You are part of a research team that is developing a new technology to save time when typing text messages in mobile devices. This new technology aids users to skip key-strokes by the following conditions:
  1. The first letter always has to be input manually (can't be skipped).
  2. If a given prefix \(c_{1}, c_{2}, \cdots, c_{n}\) has been input into the system, and the user tried to insert a letter c such that for all the words that starts with \(c_{1}, c_{2}, \cdots, c_{n}\) also starts with \(c_{1}, c_{2}, \cdots, c_{n}\mathbf{c}\) then this key-stroke can be skipped.
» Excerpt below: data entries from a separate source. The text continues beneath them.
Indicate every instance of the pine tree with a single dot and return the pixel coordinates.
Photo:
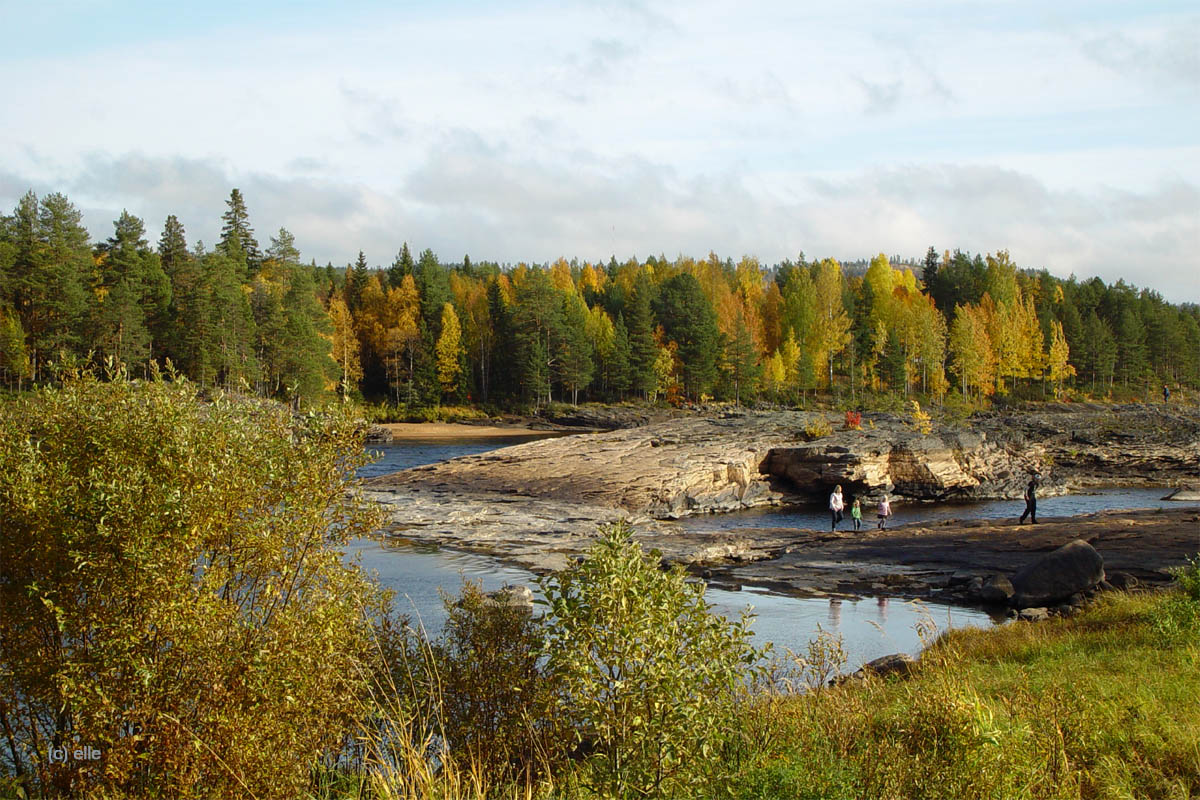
(15, 365)
(832, 331)
(642, 347)
(231, 349)
(689, 320)
(1060, 358)
(283, 250)
(576, 347)
(929, 275)
(401, 268)
(1131, 346)
(538, 324)
(617, 366)
(355, 282)
(502, 372)
(133, 318)
(345, 346)
(52, 269)
(741, 365)
(307, 365)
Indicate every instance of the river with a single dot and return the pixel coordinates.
(870, 627)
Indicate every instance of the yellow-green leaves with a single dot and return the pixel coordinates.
(168, 593)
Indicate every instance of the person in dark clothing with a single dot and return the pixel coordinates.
(1031, 501)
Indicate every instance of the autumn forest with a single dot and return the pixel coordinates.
(421, 332)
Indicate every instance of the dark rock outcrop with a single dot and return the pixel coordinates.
(898, 663)
(378, 434)
(1072, 569)
(997, 590)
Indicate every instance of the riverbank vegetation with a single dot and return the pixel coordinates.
(421, 332)
(177, 620)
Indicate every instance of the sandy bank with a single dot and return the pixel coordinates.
(448, 431)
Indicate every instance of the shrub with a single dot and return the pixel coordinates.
(645, 674)
(922, 422)
(1176, 619)
(168, 590)
(474, 697)
(816, 428)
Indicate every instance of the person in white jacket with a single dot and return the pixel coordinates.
(835, 505)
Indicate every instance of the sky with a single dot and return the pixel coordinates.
(1067, 133)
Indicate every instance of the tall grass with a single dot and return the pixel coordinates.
(1092, 707)
(1097, 705)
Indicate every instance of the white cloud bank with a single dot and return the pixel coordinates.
(525, 132)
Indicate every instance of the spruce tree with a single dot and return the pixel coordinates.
(643, 350)
(132, 274)
(355, 282)
(433, 284)
(501, 372)
(618, 361)
(538, 322)
(576, 348)
(173, 246)
(307, 365)
(400, 268)
(689, 320)
(238, 238)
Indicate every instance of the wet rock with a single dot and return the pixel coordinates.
(1033, 614)
(1122, 581)
(897, 663)
(996, 589)
(511, 597)
(1068, 570)
(378, 434)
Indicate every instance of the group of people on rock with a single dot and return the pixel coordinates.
(838, 504)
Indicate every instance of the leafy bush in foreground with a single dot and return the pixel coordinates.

Otherwise the system waits for the users input.
Your task is, given the dictionary of words, calculate the average of key-strokes to input those words in the new system.

This problem can be solved using the Trie data structure, if you are not familiar with Tries I personally recommend the topcoder tutorial.

Back to the business :) In order to get a better intuition of the task let's first build a Trie with the following words  `hello', `hell', `heaven' and `bye':

As we can see in the graph bellow the numbers in red are the vertex prefix counter, in simple terms, we can say that every time a word is insert in our Trie a certain path is follow along the tree, and for each of the vertex in that path we keep a counter that records all the visits.

For example the letter H has a prefix count of 3 because there are 3 words that begin with H, `hello', `hell' and `heaven'. We could also say that the prefix count of H is 3 because there are 3 paths that crossed by H.

Understanding this let's focus in our goal the average number of key-strokes per word. Looking the picture below is not hard to see that we can only skip key-strokes when two consecutive nodes has the same prefix count.
Let's try to convince ourselves about the previous statement, assume that we are moving along a path in our Trie, along this path we visit the nodes in the following order \(1, 2, 3, \cdots, n, n + 1\) if a node \(n\) and \(n+1\) had the same prefix count implies that all the paths that past through \(n+1\) also past through \(n\) so we can say then that all the words that cross by the node \(n\) also cross by the node \(n+1\).

Finally, To get our result we just need to create a method that count the number of key-strokes. This method should not count the strokes of consecutive vertex with the same prefix count. The overall time complexity of this algorithm is \(O(|L|)\) where \(|L|\) is the length of the concatenate dictionary.

1 comment:

A said...

Good to see you blogging again. I always enjoy your posts.